Solution: Periodically Rebuild the Dictionary

To maintain healthy and resilient replication, Oracle recommends periodically rebuilding the LogMiner dictionary into the redo stream, especially in environments with frequent schema changes.

Automating Dictionary Builds Every Day

You can automate this process using Oracle Scheduler (DBMS_SCHEDULER).

Here’s a simple job that executes DBMS_CAPTURE_ADM.BUILD once every day from CDB:

sqlplus '/as sysdba'
SQL>BEGIN
  DBMS_SCHEDULER.CREATE_JOB (
    job_name         => 'BUILD_LOGMINER_DICT_HOURLY',
    job_type         => 'PLSQL_BLOCK',
    job_action       => '
      BEGIN 
        DBMS_LOGMNR_D.BUILD(
          options => DBMS_LOGMNR_D.STORE_IN_REDO_LOGS
        ); 
      END;',
    start_date       => SYSTIMESTAMP,
    repeat_interval  => 'FREQ=DAILY; INTERVAL=1',
    enabled          => TRUE,
    comments         => 'Build LogMiner dictionary every hour for Integrated Extract');
END;
/

Important:

  • The dictionary is written to the redo log stream, not the file system.
  • Adjust the interval for your needs, e.g., Daily (repeat_interval => ‘FREQ=DAILY; INTERVAL=1’)
  • Run this from the CDB$ROOT container (not a PDB).
  • Ensure the executing user has privileges on DBMS_CAPTURE_ADM.
  • Make sure supplemental logging is enabled: ALTER DATABASE ADD SUPPLEMENTAL LOG DATA;

Verifying It Works

You can confirm the dictionary was written into redo logs:

SELECT 
  sequence#,
  first_change#,
  TO_CHAR(completion_time, 'YYYY-MM-DD HH24:MI:SS') AS completion_time,
  dictionary_begin,
  dictionary_end
FROM 
  v$archived_log
WHERE 
  dictionary_begin = 'YES' OR dictionary_end = 'YES'
AND standby_dest = 'NO' 
AND name IS NOT NULL 
AND status = 'A'
ORDER BY 
  sequence# DESC;

This shows redo log files where the dictionary build was recorded.

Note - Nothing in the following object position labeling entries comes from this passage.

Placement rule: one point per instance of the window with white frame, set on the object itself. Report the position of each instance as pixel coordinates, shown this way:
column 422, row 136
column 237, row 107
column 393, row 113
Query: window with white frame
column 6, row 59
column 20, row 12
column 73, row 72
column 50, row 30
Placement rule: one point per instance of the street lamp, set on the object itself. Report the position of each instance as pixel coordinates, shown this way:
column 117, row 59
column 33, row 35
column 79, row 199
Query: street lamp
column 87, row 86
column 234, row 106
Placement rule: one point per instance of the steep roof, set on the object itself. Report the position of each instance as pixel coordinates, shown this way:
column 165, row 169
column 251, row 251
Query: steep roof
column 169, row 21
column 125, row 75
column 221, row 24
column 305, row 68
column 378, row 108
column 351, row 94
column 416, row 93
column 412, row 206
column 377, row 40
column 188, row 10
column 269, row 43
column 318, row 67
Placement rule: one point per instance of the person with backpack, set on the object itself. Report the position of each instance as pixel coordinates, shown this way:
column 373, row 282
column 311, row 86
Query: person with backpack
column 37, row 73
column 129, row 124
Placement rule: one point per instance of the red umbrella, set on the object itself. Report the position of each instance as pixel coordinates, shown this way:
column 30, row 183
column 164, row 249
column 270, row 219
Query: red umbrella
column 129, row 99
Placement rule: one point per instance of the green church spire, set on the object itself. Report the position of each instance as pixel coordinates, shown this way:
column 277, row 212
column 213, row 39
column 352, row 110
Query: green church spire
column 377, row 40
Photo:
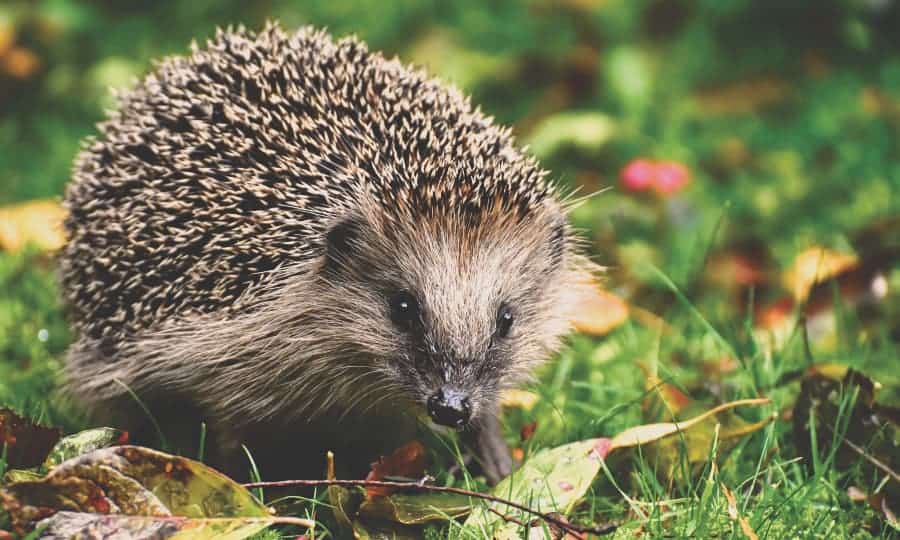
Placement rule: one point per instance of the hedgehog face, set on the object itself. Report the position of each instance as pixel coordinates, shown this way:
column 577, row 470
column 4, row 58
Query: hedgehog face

Why This Matters in Production

Maintaining an up-to-date LogMiner dictionary in the redo stream is essential for recoverability and flexibility in production replication environments.

Here’s why:

Enables SCN-Based Recovery or Rollback

If you ever need to:

  • Restart an Integrated Extract from a specific SCN or timestamp (e.g., due to a data issue, failover, or reprocessing requirement), or
  • Use the ALTER EXTRACT … SCN <scn> command,

…then a valid dictionary must exist in the redo log stream at or before that SCN.
Without it, GoldenGate cannot decode the redo entries, and the Extract will fail to start.

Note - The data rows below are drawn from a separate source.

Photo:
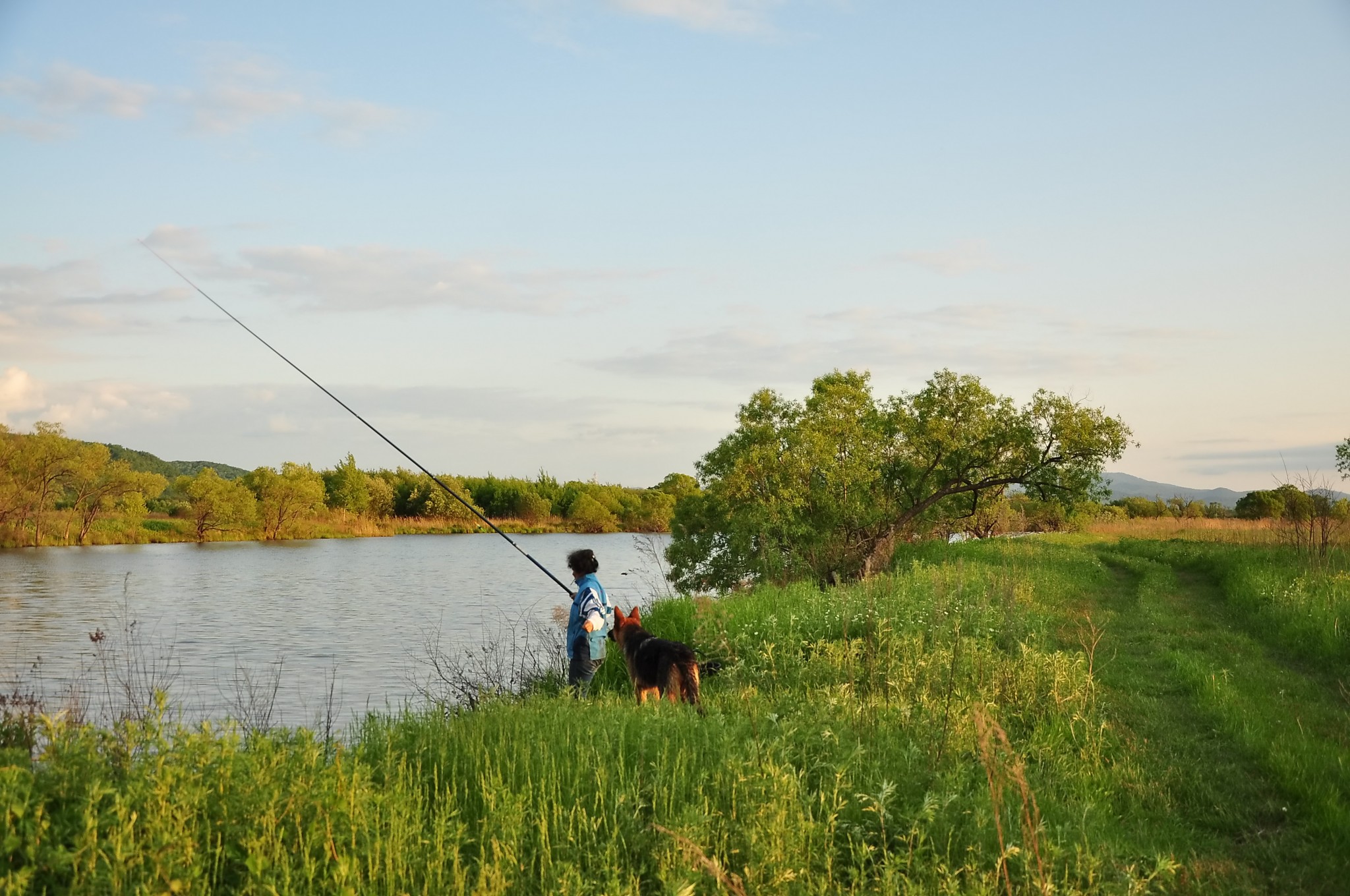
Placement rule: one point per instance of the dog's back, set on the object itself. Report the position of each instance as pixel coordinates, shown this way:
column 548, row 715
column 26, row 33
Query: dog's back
column 657, row 665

By proactively writing the dictionary to redo every hour, you ensure your Extract processes remain resilient and restartable, even after unexpected disruptions.

Clean Up

To delete the job:

BEGIN
  DBMS_SCHEDULER.DROP_JOB('BUILD_LOGMINER_DICT_HOURLY', FORCE => TRUE);
END;
/

The FORCE => TRUE ensures the job is dropped even if it’s running.

If the dictionary is written to the redo log stream using DBMS_CAPTURE_ADM.BUILD, then no manual cleanup is required.

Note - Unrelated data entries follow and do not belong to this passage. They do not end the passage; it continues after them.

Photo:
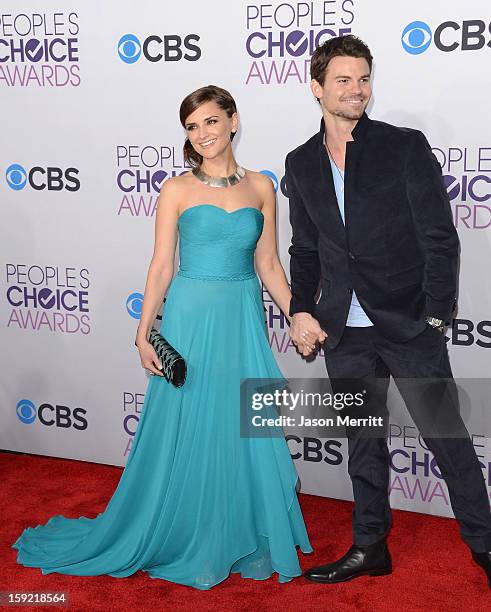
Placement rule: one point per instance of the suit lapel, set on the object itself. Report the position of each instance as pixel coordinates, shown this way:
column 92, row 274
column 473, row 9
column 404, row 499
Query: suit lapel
column 331, row 215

  • The dictionary metadata is embedded in online redo logs (and then archived redo logs).
  • As redo logs are cycled and archived, the old dictionary entries naturally age out.
ScenarioCleanup Needed?Method
DBMS_LOGMNR_D.BUILD with STORE_IN_FLAT_FILEYesDelete old .ora files manually
You created custom log/dictionary tablesYesPurge data from those tables
Dictionary info in redo is bloating archived logsIndirectAdjust redo size, retention, log switching frequency

Additional References:

How to configure a new Integrated Extract to start at a historical old date when a dictionary build exists (Doc ID 2046831.1)

“An integrated Extract may fail with OGG-01296 if the LogMiner dictionary is missing or outdated. A dictionary is needed by LogMiner to interpret redo for table metadata. It is recommended to rebuild the LogMiner dictionary periodically to ensure any SCN-based restarts of Extract can be supported.”